The behavior that follows can look, to an adult child, like a failure to accept that they have grown up. It can also be read, less flatteringly to no one and more accurately, as a parent whose primary channel for feeling generative has been narrowing for years and has just narrowed again. The opinion about the apartment is rarely, in this reading, about the apartment. It is one of the last remaining places a parent can still exercise a role that used to be their whole job.
The ambivalence underneath the advice
This tension between wanting a grown child’s closeness and struggling with their independence is not simply a personality quirk of overinvolved parents. The sociologists Kurt Lüscher and Karl Pillemer, writing in the Journal of Marriage and the Family in 1998, proposed intergenerational ambivalence as an organizing concept for parent-adult child relationships generally, arguing that these relationships are structured in ways that produce contradictory pulls, toward solidarity and toward friction, as a normal feature of the relationship rather than as evidence that something has gone wrong in it.

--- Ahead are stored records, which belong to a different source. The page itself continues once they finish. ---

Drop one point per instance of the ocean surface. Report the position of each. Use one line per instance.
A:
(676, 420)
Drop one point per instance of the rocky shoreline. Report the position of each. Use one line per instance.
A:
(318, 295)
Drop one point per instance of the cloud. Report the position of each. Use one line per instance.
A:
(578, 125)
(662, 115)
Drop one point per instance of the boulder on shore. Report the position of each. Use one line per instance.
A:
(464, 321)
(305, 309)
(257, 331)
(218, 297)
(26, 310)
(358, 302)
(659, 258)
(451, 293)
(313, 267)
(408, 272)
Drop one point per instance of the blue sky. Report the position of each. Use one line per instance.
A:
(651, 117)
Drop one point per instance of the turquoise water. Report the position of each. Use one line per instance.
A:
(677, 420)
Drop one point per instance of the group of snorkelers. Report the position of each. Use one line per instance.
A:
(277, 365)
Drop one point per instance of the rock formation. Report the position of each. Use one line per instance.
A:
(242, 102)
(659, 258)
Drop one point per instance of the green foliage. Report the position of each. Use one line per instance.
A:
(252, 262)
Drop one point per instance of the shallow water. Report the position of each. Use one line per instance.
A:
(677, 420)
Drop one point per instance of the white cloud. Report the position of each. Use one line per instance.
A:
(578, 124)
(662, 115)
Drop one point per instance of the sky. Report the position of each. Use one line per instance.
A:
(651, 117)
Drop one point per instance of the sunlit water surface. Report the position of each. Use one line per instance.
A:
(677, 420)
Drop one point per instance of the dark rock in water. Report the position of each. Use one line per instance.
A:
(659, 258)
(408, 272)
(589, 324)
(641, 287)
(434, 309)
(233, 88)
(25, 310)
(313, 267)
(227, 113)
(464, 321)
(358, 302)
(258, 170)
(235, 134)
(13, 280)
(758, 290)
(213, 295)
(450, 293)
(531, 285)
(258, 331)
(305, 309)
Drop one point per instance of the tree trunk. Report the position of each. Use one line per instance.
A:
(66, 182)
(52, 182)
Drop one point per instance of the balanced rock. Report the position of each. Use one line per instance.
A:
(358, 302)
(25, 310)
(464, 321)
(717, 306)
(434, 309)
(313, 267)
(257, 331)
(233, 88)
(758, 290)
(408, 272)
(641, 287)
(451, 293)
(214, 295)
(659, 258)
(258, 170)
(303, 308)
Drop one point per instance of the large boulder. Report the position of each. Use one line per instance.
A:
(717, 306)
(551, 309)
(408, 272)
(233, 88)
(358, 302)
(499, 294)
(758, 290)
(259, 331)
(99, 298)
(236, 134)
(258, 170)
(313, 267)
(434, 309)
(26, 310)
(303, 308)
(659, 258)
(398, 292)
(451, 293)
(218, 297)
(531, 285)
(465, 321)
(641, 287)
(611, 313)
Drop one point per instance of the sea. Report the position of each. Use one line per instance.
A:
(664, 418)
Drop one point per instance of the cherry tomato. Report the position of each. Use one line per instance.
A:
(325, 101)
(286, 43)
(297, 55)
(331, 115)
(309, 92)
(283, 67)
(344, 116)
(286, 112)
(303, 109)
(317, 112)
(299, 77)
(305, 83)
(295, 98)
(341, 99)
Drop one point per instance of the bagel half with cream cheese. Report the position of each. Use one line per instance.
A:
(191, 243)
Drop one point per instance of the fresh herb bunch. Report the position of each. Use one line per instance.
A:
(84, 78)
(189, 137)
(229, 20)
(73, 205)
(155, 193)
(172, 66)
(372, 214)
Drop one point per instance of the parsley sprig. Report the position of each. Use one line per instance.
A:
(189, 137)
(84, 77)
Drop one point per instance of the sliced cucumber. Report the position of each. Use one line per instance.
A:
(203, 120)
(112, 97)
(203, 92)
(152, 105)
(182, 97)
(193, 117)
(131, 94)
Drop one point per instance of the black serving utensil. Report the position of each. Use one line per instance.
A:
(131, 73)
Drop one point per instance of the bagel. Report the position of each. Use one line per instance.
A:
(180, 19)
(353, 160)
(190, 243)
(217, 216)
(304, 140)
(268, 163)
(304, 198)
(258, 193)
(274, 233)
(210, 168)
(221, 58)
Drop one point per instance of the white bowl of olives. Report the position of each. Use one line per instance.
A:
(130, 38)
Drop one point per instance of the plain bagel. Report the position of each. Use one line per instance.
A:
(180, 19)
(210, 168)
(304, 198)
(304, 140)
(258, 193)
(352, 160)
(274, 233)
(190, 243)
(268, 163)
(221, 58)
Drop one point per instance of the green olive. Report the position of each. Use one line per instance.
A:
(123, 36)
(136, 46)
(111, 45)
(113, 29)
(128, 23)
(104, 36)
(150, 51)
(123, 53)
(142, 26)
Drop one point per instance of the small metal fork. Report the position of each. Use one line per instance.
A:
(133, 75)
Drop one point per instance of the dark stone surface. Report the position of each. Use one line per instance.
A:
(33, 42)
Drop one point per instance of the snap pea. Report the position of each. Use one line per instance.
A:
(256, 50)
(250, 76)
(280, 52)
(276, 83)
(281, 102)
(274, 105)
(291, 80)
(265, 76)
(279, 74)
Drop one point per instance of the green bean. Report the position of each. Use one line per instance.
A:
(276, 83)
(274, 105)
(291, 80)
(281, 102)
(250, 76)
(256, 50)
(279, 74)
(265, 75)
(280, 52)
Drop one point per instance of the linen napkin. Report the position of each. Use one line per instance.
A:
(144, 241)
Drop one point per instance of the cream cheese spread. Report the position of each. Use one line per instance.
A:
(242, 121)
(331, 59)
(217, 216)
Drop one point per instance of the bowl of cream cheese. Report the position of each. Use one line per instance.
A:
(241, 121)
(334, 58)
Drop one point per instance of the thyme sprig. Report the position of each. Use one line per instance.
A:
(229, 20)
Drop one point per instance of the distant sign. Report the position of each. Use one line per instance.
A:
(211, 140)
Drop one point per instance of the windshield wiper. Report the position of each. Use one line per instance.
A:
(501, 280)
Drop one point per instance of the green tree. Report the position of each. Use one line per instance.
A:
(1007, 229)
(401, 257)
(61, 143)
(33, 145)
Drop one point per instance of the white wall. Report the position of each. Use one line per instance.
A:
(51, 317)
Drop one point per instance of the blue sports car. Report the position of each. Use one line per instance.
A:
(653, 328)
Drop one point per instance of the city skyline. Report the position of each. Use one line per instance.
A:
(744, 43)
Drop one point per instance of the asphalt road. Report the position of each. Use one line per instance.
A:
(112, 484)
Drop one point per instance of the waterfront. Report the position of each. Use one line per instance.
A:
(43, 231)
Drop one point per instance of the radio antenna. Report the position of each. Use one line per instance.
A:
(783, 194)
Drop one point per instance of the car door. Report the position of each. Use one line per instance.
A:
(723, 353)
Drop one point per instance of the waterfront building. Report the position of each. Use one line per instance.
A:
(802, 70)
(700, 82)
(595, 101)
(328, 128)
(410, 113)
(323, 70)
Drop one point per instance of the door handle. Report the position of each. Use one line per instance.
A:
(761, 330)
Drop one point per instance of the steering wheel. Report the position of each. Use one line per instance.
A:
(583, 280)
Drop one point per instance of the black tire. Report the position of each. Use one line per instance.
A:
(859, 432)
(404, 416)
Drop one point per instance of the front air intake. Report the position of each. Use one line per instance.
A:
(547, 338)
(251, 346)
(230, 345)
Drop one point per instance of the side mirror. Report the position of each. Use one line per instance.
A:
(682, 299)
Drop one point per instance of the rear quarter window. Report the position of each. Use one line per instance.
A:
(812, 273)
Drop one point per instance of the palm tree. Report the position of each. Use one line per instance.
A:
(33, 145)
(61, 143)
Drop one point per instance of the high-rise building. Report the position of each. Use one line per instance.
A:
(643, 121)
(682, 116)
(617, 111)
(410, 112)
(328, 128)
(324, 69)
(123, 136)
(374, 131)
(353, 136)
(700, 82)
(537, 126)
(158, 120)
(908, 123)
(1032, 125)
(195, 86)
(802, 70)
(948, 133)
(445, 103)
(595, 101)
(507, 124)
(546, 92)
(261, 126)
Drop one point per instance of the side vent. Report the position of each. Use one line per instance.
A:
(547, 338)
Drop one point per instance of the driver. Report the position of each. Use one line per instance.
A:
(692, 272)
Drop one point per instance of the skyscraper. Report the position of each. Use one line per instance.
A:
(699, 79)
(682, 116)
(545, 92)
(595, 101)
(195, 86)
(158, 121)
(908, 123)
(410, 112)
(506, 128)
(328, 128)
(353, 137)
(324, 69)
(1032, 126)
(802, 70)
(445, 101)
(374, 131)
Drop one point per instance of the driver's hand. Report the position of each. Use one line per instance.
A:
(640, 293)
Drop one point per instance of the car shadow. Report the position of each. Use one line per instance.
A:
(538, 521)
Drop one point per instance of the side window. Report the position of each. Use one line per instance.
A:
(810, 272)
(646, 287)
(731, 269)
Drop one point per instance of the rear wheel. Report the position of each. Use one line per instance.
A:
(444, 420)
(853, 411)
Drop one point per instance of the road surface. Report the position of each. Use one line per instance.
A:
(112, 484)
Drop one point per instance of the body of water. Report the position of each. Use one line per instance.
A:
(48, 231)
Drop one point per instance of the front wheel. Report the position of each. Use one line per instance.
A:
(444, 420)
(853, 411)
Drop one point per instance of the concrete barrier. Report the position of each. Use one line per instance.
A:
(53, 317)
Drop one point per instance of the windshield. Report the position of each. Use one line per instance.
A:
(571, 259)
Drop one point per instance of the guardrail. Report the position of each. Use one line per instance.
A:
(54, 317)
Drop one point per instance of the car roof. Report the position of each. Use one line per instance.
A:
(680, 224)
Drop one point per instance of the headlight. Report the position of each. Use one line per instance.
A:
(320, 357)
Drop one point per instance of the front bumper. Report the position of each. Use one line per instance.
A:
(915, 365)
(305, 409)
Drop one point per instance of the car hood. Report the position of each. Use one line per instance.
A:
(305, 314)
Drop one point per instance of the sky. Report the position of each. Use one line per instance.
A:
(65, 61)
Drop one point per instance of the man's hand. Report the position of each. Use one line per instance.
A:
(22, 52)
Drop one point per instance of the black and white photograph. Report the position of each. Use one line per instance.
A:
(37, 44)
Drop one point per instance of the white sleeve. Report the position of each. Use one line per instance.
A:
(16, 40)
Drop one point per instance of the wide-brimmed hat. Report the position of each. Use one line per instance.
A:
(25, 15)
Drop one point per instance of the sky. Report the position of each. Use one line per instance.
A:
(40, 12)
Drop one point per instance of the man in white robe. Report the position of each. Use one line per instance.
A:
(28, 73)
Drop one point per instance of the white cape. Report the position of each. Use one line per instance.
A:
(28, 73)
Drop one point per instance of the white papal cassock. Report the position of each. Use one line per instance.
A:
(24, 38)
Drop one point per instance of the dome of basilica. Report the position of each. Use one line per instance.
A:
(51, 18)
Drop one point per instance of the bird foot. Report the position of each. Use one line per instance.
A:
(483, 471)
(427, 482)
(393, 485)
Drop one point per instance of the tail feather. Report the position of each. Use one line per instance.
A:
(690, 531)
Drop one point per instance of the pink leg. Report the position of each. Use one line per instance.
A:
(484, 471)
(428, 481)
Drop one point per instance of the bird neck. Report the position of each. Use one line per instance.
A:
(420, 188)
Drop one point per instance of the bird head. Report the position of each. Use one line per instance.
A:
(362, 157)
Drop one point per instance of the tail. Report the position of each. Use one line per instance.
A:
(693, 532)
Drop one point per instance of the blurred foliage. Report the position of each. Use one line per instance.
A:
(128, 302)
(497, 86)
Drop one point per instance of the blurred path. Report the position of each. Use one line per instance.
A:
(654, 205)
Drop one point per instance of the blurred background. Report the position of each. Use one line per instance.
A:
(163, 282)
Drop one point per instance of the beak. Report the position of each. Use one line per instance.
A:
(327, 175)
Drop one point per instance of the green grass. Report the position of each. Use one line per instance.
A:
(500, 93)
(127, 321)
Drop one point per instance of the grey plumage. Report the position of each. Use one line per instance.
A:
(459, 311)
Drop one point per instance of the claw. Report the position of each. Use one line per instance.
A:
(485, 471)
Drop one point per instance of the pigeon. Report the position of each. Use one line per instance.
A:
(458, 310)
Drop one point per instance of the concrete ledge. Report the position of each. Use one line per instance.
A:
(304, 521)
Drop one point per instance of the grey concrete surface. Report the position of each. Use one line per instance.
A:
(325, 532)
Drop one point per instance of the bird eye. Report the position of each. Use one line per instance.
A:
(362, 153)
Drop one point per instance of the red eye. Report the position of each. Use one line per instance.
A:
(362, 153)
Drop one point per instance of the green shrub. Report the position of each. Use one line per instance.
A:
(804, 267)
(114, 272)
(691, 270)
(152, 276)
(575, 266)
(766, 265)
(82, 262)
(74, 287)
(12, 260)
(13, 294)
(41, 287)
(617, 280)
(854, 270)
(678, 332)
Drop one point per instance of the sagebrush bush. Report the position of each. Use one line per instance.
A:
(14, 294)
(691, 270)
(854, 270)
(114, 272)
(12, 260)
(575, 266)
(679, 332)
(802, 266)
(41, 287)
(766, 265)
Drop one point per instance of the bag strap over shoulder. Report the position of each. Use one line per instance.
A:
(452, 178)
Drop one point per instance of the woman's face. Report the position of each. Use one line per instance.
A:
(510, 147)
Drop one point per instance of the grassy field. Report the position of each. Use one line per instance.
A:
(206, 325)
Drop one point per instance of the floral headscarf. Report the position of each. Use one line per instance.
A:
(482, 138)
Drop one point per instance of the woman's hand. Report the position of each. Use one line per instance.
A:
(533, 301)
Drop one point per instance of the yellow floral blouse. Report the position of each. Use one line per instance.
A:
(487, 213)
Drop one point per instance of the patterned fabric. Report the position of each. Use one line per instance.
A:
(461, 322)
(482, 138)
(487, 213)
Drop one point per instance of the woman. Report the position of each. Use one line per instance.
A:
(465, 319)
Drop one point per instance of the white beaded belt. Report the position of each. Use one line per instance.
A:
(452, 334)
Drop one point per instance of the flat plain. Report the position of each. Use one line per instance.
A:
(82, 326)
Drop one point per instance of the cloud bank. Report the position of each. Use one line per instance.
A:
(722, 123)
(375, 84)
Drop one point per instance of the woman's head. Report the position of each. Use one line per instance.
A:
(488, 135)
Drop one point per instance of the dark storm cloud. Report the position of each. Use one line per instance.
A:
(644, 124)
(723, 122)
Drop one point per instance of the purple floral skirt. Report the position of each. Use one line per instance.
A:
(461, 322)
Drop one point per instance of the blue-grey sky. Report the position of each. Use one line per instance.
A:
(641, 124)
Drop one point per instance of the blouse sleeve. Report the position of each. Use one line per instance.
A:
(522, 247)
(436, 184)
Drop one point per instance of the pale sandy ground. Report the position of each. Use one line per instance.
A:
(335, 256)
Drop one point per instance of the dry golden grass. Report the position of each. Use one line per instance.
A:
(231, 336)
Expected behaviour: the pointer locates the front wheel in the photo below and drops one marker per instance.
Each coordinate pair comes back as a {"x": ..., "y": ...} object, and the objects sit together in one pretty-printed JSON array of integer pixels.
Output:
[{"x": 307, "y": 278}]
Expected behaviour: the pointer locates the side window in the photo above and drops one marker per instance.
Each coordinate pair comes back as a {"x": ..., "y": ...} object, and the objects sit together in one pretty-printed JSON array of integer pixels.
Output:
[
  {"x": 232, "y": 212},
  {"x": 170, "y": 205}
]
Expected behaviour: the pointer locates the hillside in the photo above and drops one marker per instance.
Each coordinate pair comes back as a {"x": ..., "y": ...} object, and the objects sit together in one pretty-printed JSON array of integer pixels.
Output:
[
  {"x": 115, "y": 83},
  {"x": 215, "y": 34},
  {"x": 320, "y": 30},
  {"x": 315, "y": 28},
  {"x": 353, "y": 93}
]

Their framing is useful here because it resists a tidy villain. It is not that the parent is wrong to feel invested, or that the adult child is wrong to feel crowded. Both things can be structurally built into a relationship that has to renegotiate, again and again, how much authority one generation still has over decisions the other generation now legally, financially, and practically owns.
What the research doesn’t settle
It would overstate the evidence to treat generativity theory as a full explanation for every instance of parental overreach. The best-known research on parental overinvolvement and adult offspring, a 2014 study by Holly Schiffrin and colleagues in the Journal of Child and Family Studies, surveyed college students rather than fully independent adult children living on their own, and it measured associations, not causes: students who reported more controlling parenting also reported more depression and less life satisfaction, but the study cannot say which came first, or whether the same pattern holds for a 35-year-old and a parent in their sixties.
The generativity research has its own limits. Later work using McAdams’s own scale, tracking generativity across young, midlife, and older adulthood, found only mixed support for the idea that generative concern reliably peaks in midlife and fades afterward, which is a reminder that this is a framework still being tested, not a settled timeline. This is one line of research, not a verdict on any particular family.
Final words
Having a name for a pattern is not the same as excusing it, and it is not a diagnosis to hand to a parent mid-argument. What it offers instead is a slightly different question to ask, quietly, before the next unsolicited opinion leaves the room: is this about the decision in front of us, or is this about needing to still have a place in decisions at all.
Adult children who have felt hovered over might find some relief in this reframe too. It does not make the hovering comfortable. It does make it more legible as something a parent is working through rather than something a parent is doing to them.